Despite so many great poets included in this last section, I had to pick “Coyolxauqui” and “Coyolxauqui II” by Claudia Melendez Salinas. According to Mexica mythology, Coyolxauhqui, whose name in Nahuatl means "the one adorned with bells," was the daughter of Coatlicue, "the one with the serpent skirt," the goddess of the earth and fertility, and the sister of Huitzilopochtli, "the left-handed or southern hummingbird," the god of war and main deity who would lead the Mexica people to Tenochtitlan, the promised land. After a brutal battle between brother and sister, Coyolxauhqui’s body is severed into many parts by Huitzilopochtli, but ultimately, she becomes the moon. Melendez Salina’s first poem is only two lines: “Even when you’re fractured/ You are whole.” In the second poem, the poet appropriately brings Coyolxauqui to the present and describes the pain and suffering that the la migra, the IRS, Department of Corrections, Fentanyl and meth may have on the community. She then ends by writing:
Guerrera entera
encrucijada
aligned with Orion
for the winter solstice
at the crossroads
of what is possible
axis mundi
por donde circulan
las fuerzas del universe
laughing at la migra y el IRS
Circling back to Gloria Anzaldúa, she ends her “La herencia Coatlicue/ The Coatlicue State” essay by writing, “. . . I am never alone. That which abides: my vigilance, my thousand sleepless serpent eyes blinking in the night, forever open. And I am not afraid.” Somos Xicanas confirms that Anzaldúa is not alone. She has all of the contributors of the book to prove it, and they will move her work forward at a time when we need it. More importantly, she can now close her eyes and sleep. There is no need to be afraid because of the fierceness, wisdom, boldness of thought, and conviction captured in Somos Xicanas. It is now time for us to read, listen, and reflect upon these profound and important voices and then act.

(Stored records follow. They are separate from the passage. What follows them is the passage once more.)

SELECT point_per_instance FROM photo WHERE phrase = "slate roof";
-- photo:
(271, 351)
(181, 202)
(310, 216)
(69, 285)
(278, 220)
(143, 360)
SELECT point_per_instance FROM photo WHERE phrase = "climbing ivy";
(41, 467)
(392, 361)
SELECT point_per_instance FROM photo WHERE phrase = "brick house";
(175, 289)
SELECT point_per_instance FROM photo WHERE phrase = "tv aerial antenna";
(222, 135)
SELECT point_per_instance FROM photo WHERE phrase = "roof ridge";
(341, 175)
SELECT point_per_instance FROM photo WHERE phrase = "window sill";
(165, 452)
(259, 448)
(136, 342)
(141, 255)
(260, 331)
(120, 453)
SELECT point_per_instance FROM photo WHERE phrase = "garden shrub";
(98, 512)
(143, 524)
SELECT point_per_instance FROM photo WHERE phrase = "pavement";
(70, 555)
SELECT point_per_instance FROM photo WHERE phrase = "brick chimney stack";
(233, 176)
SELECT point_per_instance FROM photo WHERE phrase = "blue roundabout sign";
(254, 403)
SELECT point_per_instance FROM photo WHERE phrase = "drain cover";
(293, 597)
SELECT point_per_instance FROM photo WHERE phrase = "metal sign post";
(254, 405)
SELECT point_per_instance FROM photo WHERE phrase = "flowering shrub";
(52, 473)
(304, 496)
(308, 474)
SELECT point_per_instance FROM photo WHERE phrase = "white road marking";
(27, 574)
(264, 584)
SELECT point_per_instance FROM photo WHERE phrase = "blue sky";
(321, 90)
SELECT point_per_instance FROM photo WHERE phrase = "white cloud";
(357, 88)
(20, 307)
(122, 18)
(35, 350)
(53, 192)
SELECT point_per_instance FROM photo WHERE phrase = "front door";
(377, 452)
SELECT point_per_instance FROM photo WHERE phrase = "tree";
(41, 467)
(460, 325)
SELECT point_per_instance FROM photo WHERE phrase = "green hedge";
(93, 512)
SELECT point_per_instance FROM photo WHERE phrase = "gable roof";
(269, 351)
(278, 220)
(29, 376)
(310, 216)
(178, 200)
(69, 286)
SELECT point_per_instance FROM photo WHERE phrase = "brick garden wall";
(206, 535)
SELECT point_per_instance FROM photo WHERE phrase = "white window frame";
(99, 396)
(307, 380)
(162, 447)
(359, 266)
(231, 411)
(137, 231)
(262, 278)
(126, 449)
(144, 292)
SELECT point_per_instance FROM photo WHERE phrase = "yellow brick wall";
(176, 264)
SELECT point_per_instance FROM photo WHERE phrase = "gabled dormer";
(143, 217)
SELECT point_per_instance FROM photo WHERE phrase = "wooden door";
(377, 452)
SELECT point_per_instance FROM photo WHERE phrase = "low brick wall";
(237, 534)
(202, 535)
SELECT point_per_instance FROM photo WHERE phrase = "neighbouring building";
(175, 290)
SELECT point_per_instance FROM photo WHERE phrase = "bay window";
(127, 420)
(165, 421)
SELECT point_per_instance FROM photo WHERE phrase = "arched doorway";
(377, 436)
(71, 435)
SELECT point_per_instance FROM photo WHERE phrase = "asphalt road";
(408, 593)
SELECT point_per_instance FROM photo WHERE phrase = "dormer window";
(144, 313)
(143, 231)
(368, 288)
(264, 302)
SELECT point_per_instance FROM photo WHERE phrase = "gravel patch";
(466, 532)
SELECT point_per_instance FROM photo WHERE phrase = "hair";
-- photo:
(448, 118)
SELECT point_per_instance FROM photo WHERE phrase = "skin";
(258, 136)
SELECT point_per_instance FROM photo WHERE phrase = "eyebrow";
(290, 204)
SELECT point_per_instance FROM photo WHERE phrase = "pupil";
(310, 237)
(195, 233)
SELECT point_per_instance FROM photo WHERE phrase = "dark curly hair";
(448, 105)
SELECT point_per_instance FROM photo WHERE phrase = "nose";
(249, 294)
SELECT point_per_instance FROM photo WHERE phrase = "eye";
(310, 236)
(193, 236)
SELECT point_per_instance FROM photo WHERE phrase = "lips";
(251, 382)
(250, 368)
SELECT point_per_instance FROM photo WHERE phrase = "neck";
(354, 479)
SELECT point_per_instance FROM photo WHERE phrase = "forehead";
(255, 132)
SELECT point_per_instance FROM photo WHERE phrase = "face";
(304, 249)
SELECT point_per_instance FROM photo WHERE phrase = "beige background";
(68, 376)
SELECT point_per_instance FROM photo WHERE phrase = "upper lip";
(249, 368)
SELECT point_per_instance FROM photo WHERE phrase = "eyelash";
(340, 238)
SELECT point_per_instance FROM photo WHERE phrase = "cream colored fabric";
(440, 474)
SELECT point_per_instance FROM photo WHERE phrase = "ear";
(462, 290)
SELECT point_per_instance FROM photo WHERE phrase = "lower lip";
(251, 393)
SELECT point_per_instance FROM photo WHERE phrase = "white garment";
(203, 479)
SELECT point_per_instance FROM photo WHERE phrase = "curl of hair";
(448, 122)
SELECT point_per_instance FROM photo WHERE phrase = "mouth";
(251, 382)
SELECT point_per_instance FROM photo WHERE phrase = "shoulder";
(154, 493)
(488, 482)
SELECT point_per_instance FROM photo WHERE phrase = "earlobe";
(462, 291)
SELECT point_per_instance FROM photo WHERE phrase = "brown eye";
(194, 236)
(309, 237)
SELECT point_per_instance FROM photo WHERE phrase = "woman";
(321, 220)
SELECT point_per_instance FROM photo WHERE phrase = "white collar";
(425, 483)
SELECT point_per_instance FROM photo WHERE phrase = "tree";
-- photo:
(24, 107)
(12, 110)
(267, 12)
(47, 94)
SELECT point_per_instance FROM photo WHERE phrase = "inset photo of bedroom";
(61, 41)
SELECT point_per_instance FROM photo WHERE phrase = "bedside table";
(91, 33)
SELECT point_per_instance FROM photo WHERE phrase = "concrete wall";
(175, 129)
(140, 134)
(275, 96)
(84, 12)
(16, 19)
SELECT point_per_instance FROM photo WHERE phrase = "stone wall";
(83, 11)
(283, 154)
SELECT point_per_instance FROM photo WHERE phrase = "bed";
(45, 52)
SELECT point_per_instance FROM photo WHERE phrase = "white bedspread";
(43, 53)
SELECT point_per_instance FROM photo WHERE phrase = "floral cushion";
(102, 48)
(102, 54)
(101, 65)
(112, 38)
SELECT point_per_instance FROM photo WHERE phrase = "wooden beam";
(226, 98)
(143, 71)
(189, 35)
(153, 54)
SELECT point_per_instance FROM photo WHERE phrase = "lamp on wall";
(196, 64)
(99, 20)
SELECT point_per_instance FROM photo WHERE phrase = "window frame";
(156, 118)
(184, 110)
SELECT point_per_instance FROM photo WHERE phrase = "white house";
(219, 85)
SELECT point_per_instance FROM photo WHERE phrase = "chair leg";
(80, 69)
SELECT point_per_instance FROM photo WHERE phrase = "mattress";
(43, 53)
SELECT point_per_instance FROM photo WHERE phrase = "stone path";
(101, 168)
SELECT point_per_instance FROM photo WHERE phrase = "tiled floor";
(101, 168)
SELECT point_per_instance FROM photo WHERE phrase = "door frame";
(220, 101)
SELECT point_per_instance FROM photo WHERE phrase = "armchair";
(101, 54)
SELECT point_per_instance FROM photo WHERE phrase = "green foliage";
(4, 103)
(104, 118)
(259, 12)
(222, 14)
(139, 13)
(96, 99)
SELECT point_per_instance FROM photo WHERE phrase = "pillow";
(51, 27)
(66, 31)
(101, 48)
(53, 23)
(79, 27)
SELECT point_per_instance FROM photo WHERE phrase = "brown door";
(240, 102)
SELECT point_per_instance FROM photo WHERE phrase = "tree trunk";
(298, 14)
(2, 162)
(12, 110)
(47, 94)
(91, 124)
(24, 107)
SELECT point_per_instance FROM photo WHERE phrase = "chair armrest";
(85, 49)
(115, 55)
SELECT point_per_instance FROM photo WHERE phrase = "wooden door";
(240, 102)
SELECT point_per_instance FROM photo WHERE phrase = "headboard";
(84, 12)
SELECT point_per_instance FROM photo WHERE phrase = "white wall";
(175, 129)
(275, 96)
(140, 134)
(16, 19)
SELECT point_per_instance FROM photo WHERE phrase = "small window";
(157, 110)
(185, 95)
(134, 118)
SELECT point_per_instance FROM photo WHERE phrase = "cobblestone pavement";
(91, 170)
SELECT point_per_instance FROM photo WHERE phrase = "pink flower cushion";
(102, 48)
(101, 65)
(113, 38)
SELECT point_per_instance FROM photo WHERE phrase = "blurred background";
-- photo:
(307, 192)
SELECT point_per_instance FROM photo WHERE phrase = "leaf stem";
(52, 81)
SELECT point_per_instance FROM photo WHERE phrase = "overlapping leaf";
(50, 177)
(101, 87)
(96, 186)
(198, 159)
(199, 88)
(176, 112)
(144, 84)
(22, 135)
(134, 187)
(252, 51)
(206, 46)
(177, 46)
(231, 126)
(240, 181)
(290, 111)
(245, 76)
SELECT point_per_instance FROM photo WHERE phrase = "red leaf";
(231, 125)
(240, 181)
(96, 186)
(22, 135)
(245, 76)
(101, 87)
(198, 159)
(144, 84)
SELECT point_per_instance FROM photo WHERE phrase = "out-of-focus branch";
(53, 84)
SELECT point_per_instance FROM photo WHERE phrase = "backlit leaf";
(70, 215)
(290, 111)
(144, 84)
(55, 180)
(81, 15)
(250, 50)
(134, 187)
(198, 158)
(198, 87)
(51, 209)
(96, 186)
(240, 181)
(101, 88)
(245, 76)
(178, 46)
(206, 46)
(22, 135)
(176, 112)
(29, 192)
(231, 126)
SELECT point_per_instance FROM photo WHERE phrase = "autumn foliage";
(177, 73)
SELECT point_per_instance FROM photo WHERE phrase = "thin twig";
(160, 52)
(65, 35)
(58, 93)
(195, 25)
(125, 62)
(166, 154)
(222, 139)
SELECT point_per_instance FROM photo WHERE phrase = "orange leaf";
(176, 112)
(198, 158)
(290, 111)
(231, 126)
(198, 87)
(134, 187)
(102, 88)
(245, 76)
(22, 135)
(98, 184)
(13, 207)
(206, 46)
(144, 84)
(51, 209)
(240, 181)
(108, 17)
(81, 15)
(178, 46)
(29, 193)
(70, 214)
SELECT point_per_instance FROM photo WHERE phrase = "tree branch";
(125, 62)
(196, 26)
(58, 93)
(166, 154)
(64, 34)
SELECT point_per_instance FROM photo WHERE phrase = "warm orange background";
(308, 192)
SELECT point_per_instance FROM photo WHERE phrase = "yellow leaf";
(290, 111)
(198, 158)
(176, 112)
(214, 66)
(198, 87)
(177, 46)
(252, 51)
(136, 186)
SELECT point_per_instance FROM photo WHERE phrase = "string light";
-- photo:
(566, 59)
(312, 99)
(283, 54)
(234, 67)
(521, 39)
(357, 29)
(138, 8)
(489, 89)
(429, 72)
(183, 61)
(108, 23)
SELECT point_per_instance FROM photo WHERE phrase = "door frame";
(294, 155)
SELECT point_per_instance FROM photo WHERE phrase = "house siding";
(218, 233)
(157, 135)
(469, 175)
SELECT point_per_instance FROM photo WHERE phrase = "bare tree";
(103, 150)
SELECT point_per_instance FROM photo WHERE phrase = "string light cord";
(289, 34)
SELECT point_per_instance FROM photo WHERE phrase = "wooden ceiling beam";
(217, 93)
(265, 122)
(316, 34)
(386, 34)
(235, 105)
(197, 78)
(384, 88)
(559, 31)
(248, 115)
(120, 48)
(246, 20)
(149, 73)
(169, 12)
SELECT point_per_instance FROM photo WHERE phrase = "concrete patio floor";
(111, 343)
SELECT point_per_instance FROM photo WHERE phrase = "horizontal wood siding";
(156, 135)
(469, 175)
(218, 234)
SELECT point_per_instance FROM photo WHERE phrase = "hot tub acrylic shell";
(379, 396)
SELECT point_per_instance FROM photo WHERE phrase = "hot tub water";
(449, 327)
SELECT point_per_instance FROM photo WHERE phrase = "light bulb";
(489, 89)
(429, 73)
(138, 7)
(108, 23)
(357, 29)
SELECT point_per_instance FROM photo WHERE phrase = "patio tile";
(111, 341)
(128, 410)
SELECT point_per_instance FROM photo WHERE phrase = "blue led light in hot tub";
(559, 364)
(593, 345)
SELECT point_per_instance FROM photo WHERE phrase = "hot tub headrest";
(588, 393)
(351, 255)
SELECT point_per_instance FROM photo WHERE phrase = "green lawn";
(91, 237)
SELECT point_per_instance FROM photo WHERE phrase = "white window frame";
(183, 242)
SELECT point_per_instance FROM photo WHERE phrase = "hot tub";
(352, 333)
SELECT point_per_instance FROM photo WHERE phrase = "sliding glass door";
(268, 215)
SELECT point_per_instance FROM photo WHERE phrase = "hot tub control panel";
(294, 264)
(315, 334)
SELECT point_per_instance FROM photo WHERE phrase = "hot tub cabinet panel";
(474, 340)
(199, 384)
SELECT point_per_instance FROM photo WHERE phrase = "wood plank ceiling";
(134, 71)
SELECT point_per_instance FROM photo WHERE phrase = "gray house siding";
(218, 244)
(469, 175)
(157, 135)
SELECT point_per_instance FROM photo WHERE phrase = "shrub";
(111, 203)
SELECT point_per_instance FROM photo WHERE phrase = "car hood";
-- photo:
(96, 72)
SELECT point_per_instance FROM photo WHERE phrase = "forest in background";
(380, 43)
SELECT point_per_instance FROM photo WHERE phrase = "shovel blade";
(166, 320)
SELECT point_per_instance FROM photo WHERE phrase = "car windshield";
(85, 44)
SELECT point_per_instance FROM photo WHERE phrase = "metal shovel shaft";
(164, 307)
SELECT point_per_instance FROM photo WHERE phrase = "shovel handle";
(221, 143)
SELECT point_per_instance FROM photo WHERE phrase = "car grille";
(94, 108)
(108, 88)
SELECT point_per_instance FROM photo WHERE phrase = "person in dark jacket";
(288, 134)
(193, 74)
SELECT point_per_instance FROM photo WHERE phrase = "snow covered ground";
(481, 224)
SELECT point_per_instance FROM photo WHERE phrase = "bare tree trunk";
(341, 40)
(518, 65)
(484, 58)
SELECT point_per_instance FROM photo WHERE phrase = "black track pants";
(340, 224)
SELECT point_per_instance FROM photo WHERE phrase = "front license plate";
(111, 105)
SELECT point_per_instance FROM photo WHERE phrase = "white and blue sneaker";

Rey M. Rodríguez is a writer, advocate, and attorney. He lives in Pasadena, California. He is working on a novel set in Mexico City and a poetry book inspired by a prominent nonprofit in East LA. He has attended the Yale Writers' Workshop multiple times and Palabras de Pueblo workshop once. He participated in Story Studio's Novel in a Year Program. He is a first-year fiction creative writing student at the Institute of American Indian Arts' MFA Program. His poetry is published in Huizache. His other interviews and book reviews can be found at La Bloga, the world's longest-established Chicana-Chicano, Latina-Latino literary blog, Chapter House's Storyteller’s Corner, Full Stop, Pleiades Magazine, and the Los Angeles Review. He is a graduate of Cornell, Princeton, and UC Berkeley.